ABSTRACT

The belief was general, for a month after this debate, that the harvest, upon which so much depended, would be an abundant one; but there then appeared indications of change, and people began to think that three weeks’ rain would change the hope of abundance into gloomy prospects of starvation. The state of the weather excited as much attention in manufacturing and commercial towns as it usually did in the agricultural districts in the north of England, where hay had been cut for ten days without the chance of being safely put into the ricks.
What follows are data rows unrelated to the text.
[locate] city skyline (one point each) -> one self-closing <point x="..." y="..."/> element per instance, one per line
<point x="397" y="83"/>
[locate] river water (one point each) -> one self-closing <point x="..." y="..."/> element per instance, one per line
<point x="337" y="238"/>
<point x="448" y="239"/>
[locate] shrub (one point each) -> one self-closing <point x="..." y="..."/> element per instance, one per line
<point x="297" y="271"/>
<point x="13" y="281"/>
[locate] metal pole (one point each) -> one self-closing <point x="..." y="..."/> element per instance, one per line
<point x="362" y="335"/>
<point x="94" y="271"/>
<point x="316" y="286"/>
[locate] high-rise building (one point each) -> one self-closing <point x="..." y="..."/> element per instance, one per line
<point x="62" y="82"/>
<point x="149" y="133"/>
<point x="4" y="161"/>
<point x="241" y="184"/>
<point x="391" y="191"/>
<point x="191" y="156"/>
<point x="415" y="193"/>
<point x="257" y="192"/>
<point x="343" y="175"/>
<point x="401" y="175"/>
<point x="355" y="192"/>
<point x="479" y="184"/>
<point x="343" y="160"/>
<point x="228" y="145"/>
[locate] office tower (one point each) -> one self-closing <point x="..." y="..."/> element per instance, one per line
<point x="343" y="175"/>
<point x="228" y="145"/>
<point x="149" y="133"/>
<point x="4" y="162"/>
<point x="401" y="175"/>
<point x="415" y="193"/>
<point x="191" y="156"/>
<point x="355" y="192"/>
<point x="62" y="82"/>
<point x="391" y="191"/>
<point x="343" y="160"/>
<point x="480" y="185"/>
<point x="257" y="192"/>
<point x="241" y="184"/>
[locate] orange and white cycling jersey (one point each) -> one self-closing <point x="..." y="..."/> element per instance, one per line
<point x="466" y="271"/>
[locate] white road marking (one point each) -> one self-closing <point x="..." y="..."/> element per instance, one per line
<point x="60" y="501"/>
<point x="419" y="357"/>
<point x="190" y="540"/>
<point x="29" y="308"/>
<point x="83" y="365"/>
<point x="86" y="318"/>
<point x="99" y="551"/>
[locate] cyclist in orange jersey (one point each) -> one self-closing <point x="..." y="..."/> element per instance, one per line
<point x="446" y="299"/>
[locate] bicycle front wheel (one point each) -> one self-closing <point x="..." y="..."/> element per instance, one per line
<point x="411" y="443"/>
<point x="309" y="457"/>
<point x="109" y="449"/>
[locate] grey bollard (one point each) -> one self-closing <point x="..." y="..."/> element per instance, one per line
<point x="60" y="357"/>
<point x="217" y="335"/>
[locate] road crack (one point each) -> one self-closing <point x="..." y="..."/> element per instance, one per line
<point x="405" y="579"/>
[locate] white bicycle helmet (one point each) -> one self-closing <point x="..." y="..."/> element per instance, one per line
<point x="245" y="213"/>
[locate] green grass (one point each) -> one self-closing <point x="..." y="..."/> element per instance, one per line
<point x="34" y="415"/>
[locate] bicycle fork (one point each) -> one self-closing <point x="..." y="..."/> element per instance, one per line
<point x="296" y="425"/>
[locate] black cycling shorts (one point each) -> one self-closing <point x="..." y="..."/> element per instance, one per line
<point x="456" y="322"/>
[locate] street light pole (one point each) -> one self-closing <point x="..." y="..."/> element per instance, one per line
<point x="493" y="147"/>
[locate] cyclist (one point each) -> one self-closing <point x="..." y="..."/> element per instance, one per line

My paper of the 19th of July said:—“There is an universal conviction amongst us that the prosperity of manufactures depends mainly on the abundance of the necessaries of life; and while the produce of other lands is excluded from our ports, we look, earnestly and anxiously, to the circumstances which affect the amount of our home agricultural produce. Yesterday the weather was not merely fine but brilliant; and, at the time of our going to press, we have the prospect of its continuance, and of the fair ripening of the crops now promising to be unusually abundant. Would that the time were come, when, knowing that we could command the products of the Mississippi Valley, we should rejoice as much in the rain which gives luxuriant growth and the sun which ripens there, as we do now when such favourable circumstances present themselves here! As we have often said, there never was scarcity over all the earth at one time; and it is only from the absurdity—the wickedness—of man’s legislation, that the superfluity of one portion of the globe does not supply the deficiency of another.”